25 Indigenous land titles for distribution, six given in 2023


The Ministry of Amerindian Affairs is actively working to clear the substantial backlog in the approval and distribution of Amerindian land titles with some 25 titles to be distributed.

Subject minister Pauline Sukhai on Tuesday told reporters, during a press conference held at the ministry that six land titles were distributed last year.

This was one more than what was done in 2022 and now, the re-established Amerindian Land Titling Unit will soon notify of 23 extensions and three first time titles. Land titling is the process of offering legal recognition to lands occupied by Guyana’s indigenous people.
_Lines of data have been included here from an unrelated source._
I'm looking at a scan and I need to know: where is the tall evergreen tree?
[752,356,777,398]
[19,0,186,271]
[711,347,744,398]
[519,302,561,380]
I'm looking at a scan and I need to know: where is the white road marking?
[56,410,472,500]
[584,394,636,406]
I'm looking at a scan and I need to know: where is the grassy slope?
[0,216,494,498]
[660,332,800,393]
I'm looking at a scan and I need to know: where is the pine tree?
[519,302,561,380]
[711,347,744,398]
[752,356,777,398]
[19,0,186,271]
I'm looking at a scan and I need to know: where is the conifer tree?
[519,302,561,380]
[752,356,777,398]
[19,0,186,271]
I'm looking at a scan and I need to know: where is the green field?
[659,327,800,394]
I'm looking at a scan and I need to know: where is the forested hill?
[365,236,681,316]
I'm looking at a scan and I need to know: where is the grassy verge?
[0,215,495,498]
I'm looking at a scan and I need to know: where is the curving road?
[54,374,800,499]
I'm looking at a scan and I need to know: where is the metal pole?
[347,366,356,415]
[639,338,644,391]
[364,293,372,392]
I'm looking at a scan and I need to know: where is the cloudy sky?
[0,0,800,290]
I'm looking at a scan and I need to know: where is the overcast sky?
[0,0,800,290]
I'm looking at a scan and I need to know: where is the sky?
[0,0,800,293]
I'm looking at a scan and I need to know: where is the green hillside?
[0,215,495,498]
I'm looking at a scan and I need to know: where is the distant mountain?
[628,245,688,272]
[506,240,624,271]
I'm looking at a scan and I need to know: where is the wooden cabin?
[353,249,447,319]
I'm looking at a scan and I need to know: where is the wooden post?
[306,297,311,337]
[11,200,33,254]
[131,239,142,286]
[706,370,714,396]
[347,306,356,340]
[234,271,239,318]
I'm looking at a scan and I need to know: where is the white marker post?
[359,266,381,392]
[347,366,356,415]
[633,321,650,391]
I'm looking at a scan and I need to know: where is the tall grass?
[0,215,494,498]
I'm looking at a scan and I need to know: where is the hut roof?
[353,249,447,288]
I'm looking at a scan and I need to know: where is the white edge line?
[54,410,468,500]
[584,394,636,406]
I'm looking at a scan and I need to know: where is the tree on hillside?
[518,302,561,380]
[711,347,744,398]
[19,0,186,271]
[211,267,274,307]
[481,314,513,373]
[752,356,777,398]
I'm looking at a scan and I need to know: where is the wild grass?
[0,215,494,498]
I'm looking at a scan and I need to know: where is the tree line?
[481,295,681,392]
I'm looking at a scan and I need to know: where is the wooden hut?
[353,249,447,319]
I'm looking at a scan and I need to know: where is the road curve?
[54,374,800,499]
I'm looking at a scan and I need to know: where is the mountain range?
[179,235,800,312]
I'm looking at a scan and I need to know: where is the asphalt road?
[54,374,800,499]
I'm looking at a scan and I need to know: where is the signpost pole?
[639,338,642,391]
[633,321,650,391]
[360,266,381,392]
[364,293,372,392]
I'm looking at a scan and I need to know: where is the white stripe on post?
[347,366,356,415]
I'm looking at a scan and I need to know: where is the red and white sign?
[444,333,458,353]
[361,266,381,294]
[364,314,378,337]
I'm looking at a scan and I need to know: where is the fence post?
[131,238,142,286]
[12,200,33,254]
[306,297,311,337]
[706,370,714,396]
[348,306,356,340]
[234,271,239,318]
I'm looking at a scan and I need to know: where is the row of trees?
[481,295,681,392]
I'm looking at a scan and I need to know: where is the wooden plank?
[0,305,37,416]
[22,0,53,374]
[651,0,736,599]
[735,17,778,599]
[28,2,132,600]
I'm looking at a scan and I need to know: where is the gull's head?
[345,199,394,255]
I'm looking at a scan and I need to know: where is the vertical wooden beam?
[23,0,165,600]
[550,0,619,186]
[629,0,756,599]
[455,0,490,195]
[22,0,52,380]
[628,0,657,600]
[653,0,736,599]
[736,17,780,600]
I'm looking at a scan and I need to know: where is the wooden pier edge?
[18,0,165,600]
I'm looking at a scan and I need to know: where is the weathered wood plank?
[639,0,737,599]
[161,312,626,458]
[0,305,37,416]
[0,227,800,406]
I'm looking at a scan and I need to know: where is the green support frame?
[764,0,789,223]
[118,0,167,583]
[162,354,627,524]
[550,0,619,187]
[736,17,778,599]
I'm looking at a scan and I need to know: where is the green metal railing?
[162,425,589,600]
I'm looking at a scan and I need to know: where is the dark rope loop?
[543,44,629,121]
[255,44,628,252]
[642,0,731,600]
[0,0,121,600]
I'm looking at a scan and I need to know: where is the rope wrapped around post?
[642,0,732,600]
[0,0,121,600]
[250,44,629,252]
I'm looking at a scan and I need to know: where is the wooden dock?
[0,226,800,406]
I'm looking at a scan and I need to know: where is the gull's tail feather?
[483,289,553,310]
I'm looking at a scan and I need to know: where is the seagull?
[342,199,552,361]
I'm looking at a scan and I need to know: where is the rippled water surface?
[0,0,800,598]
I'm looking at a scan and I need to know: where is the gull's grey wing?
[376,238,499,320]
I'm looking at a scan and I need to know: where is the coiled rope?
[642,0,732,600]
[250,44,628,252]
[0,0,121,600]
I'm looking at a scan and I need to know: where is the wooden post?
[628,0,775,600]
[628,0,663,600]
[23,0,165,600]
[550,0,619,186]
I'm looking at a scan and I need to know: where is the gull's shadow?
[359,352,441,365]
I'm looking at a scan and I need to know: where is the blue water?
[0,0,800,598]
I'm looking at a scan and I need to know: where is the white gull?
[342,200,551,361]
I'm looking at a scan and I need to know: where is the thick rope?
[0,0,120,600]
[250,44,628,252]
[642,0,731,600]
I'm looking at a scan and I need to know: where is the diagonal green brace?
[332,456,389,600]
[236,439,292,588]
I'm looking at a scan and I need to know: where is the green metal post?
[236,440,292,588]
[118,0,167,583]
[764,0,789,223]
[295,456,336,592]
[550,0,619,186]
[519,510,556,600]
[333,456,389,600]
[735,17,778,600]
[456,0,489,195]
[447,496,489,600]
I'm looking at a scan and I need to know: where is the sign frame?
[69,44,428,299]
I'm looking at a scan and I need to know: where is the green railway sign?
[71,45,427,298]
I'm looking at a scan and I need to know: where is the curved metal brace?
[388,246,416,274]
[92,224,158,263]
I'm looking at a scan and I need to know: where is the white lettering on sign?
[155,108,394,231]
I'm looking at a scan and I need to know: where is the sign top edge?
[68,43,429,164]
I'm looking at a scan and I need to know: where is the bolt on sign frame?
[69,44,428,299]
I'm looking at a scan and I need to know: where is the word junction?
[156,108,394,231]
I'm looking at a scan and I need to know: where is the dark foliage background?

“In the last three years we have moved to re-establishing a functioning unit that is taking seriously the titling of lands for Amerindians and last year we titled six and 25,677 Amerindian residents across our country are land secure,” Minister Sukhai said.

The six villages that received the titles last year are Four Miles, Region One; Paramakatoi, Region Eight; Copoey Extension, Mashabo Extension, Akawini and Wakapao in Region Two.

This is significant because Guyana has a 10 per cent indigenous makeup with 16.4 per cent of the land mass based on the current census data. But the process of land titling has been a slow one. The issue, according to Sukhai is that a backlog from the previous, APNU government, has caused the lengthy process to be further dragged out. This means new applications cannot get approved because older ones are yet to undergo the process.

Minister of Amerindian Affairs Pauline Sukhai (Photo: News Room/ January 9, 2024)

“We have to go down to the ground and we have to hold consultations with various stakeholders, national institutions, commissions and we have to compile a report with findings and recommendations that will be examined at a technical level,” Minister Sukhai said.

Nevertheless, minister said in 2024 the ministry will hand over the remaining titles and 39 demarcations will be conducted.

“These are applications that are investigated already, well 18 of this 23 [extensions] are completed investigations so we are hoping that this year, we will be able to address [them], including the remaining investigations,” the minister said.

The Amerindian Land Titling process is being facilitated by the Amerindian Act of 2006 and was scheduled to commence in 2013 and end in 2016 under the auspices of the Government of Guyana and the United Nations Development Fund, with funding of $2.2 billion (US$10.7 million) provided from the Guyana REDD+ Investment Fund (GRIF). However, the project was extended from 2016 to 2018 and subsequently from 2019 to 2021 and again from 2022 to 2024.